Predigttext: Lukas 17,7-10
Kirche / Ort: Karlsruhe
Datum: 20.02.2011
Kirchenjahr: Septuagesimae (70 Tage vor Ostern)
Autor/in: Kirchenrat Heinz Janssen

Predigttext: Lukas 17,7-10 (Übersetzung nach Martin Luther, Revision 1984)

7 Wer unter euch hat einen Knecht, der pflügt oder das Vieh weidet, und sagt ihm, wenn der vom Feld heimkommt: Komm gleich her und setz dich zu Tisch?  8 Wird er nicht vielmehr zu ihm sagen: Bereite mir das Abendessen, schürze dich und diene mir, bis ich gegessen und getrunken habe; danach sollst du auch essen und trinken?  9 Dankt er etwa dem Knecht, daß er getan hat, was befohlen war?  10 So auch ihr!
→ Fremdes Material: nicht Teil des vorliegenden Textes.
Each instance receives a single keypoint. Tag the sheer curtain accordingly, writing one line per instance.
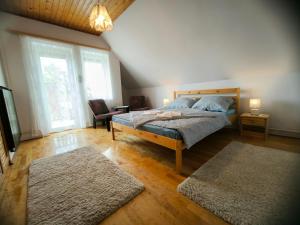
(52, 81)
(61, 78)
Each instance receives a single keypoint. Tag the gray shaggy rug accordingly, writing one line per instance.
(247, 184)
(80, 187)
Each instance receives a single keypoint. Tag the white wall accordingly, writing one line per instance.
(280, 98)
(10, 47)
(198, 44)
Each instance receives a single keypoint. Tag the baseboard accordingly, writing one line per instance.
(29, 136)
(285, 133)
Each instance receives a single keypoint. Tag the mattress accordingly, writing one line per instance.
(171, 133)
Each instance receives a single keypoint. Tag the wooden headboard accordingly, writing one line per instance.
(232, 92)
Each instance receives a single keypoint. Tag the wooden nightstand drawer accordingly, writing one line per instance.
(254, 125)
(253, 121)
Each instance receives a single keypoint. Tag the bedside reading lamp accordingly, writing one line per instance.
(255, 105)
(166, 101)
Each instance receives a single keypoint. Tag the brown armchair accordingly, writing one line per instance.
(101, 112)
(137, 103)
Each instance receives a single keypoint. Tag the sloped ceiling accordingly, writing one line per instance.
(162, 42)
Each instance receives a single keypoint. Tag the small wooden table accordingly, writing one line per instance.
(254, 125)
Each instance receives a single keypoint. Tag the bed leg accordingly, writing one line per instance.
(178, 160)
(112, 131)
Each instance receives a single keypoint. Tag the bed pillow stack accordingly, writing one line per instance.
(182, 102)
(214, 103)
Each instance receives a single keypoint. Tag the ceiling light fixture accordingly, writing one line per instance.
(100, 19)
Wenn ihr alles getan habt, was euch befohlen ist, so sprecht: Wir sind unnütze Knechte; wir haben getan, was wir zu tun schuldig waren.

Anstelle eines Kommentars zum Predigttext

"Wir gehören Gott mit allem, was wir sind und haben; darum ist es so dumm, mit Gott abrechnen zu wollen." (J. Calvin)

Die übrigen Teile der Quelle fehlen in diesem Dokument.